Elle a expliqué que ce retour s’inscrit dans une stratégie de financement mesurée, précisant que l’État se réserve le droit de refuser toute condition qui ne serait pas conforme à ses intérêts économiques et financiers. Cette orientation traduit la volonté du gouvernement de diversifier les sources de financement tout en préservant la souveraineté budgétaire du pays.
Selon les données du projet de loi de finances 2026, la Tunisie prévoit de mobiliser une part importante de ses ressources à travers des emprunts intérieurs et extérieurs. Parmi ces financements figurent des prêts d’appui budgétaire provenant de plusieurs institutions internationales, dont le Fonds monétaire arabe, la Banque mondiale, la Banque africaine de développement, la Banque africaine d’import-export (Afreximbank) et l’Agence française de développement, ainsi que d’autres partenaires financiers.
Les documents budgétaires indiquent également que le gouvernement envisage de bénéficier de facilités directes auprès de la Banque centrale de Tunisie, remboursables sur le long terme et sans intérêt. Une convention doit être conclue entre la ministre des Finances et le gouverneur de la Banque centrale, Fethi Zouheir Nouri, pour fixer les modalités de mise en œuvre de ces facilités. Parallèlement, une part significative des ressources mobilisées sera consacrée au remboursement de la dette publique intérieure et extérieure.

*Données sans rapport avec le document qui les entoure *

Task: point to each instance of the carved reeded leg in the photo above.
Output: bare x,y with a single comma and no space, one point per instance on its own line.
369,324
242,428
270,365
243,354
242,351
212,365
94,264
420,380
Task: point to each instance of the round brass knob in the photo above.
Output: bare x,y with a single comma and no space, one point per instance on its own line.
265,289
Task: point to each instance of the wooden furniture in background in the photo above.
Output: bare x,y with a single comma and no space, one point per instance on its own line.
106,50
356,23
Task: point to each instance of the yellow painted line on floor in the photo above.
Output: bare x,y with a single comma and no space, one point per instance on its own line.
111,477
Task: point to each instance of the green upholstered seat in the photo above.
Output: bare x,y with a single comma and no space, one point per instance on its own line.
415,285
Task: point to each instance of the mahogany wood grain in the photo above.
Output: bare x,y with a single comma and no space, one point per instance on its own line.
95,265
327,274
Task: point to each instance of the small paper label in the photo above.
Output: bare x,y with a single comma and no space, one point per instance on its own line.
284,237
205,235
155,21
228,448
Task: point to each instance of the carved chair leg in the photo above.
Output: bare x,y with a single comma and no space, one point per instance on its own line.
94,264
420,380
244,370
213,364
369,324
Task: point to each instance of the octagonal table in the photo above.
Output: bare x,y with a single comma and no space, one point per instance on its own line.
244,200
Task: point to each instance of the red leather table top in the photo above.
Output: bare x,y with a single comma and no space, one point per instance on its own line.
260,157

Ce retour envisagé sur le marché international intervient après plusieurs années d’interruption, marquées par la détérioration de la note souveraine de la Tunisie et la suspension des discussions avec le Fonds monétaire international. Depuis 2022, les autorités tunisiennes privilégient une approche fondée sur la réduction du recours à l’endettement extérieur et la limitation de la dépendance aux institutions financières internationales, conformément à l’orientation prônée par le président de la République, Kaïs Saïed.
La situation financière du pays a toutefois connu une amélioration sensible en 2025, soutenue par un redressement des équilibres budgétaires et une meilleure gestion de la dette. Les récentes décisions des agences de notation internationales ont d’ailleurs reflété cette évolution : Moody’s a relevé la note de la Tunisie, estimant que les efforts entrepris par le gouvernement et la Banque centrale pour stabiliser les réserves en devises et réduire progressivement le déficit renforcent la crédibilité financière du pays. De son côté, Fitch Ratings a également amélioré la notation souveraine de la Tunisie tout en maintenant une perspective stable, soulignant que la situation budgétaire demeure fragile mais en voie de consolidation.

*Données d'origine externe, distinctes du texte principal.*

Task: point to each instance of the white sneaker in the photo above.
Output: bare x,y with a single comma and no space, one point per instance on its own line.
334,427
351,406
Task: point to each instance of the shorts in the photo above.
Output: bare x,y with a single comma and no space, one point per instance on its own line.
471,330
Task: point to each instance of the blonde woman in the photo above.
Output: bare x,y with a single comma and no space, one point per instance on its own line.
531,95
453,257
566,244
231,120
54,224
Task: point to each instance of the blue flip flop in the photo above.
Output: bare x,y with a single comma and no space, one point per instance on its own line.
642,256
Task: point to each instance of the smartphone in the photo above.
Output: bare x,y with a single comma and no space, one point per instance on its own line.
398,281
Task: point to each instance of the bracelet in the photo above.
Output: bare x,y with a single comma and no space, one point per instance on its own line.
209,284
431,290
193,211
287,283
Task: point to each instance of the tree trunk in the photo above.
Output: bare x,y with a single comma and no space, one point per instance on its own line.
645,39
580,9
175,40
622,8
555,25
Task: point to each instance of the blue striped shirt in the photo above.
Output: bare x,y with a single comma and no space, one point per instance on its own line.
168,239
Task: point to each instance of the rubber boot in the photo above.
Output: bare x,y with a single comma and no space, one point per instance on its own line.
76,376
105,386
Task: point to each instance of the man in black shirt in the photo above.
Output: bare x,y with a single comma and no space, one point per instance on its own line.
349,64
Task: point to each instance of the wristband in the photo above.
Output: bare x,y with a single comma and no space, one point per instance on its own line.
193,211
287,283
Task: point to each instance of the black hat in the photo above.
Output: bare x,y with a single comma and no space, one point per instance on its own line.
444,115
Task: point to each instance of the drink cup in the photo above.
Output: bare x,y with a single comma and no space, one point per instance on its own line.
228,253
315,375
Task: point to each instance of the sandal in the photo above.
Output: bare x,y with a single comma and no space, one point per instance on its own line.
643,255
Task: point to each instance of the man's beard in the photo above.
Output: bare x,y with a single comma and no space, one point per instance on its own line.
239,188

Cette évolution ouvre la voie à un retour prudent sur les marchés internationaux, que le gouvernement présente comme un signal de confiance envers la trajectoire financière du pays et sa capacité à honorer ses engagements, tout en veillant à limiter les risques liés à l’endettement.

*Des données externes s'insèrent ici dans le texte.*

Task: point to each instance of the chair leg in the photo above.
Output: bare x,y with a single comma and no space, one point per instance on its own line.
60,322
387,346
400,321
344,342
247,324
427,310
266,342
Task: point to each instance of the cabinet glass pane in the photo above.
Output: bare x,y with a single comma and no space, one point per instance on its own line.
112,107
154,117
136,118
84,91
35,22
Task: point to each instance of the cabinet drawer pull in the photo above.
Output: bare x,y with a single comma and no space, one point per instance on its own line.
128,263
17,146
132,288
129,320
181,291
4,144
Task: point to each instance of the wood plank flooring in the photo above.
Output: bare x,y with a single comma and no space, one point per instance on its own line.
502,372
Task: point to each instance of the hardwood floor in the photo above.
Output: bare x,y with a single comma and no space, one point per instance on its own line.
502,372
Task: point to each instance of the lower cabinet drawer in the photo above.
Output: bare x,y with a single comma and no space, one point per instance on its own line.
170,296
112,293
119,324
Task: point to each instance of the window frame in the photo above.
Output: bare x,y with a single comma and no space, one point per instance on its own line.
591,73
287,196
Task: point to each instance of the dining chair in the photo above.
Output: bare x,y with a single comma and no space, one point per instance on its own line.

La dernière émission obligataire internationale de la Tunisie remonte à 2019. À cette date, le pays avait réussi à lever 700 millions d’euros sur les marchés internationaux, à un taux d’intérêt de 6,375 % et sur une maturité de sept ans. Cette opération, sursouscrite plus de trois fois par les investisseurs, visait à répondre aux besoins de financement du budget 2019, estimés à environ dix milliards de dinars. Il s’agissait alors d’un recours jugé indispensable pour combler le déficit et soutenir la trésorerie de l’État, dans un contexte de pressions financières importantes.